_Arsenie_Boca_ OP t1_j7miglb wrote on February 7, 2023 at 9:39 PM

Reply to comment by PassingTumbleweed in [D] Papers that inject embeddings into LMs by _Arsenie_Boca_

Thanks, good pointer. I am particularly interested in the different mechanisms how the embeddings might be integrated into LMs. E.g. in PaLI and SimVLM, the external embeddings (here image encodings) are simply treated as token embeddings. Others use modified attention mechanisms to potentially make better use of the information. Are you aware of a work that directly compares multiple integration mechanisms?

PassingTumbleweed t1_j7mlwls wrote on February 7, 2023 at 10:01 PM

I'm not aware of any comparison. Maybe it doesn't matter that much?
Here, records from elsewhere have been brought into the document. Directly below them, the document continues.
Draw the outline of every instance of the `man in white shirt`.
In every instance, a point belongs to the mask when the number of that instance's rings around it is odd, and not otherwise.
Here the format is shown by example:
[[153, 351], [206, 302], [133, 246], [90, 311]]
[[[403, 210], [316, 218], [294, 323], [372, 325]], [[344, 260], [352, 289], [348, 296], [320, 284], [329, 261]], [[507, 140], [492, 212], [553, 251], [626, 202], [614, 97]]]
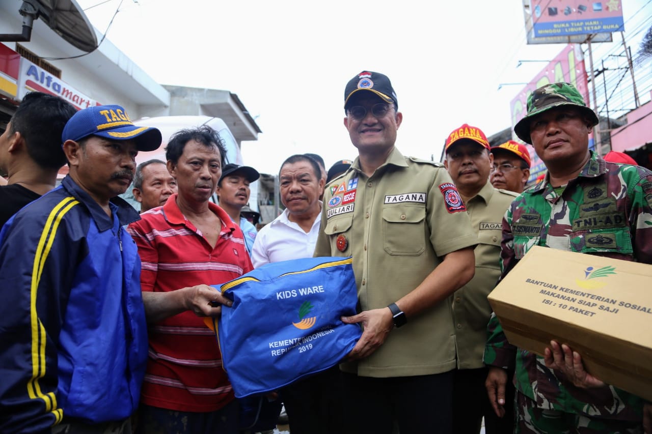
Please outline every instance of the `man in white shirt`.
[[[319, 164], [306, 155], [293, 155], [278, 173], [281, 202], [286, 209], [258, 231], [252, 250], [252, 262], [265, 264], [312, 257], [321, 222], [324, 179]], [[293, 434], [339, 432], [339, 368], [296, 381], [280, 390]], [[338, 431], [334, 431], [335, 429]]]
[[305, 155], [293, 155], [278, 174], [283, 212], [258, 231], [252, 249], [254, 267], [312, 257], [319, 231], [324, 189], [319, 165]]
PaLI feeds embeddings from the Vision Transformer to the LM after a linear projection layer. It allows back propagation through ViTs weights so that the image encoding can be learned for the task. The ability to tune the embeddings in end-to-end fashion might be an important consideration.

_Arsenie_Boca_ OP t1_j7ommq8 wrote on February 8, 2023 at 8:17 AM

Yes, seamless joint training is definitely one of the perks. I will look further if I can find anything about the effectiveness of different injection/fusion mechanisms.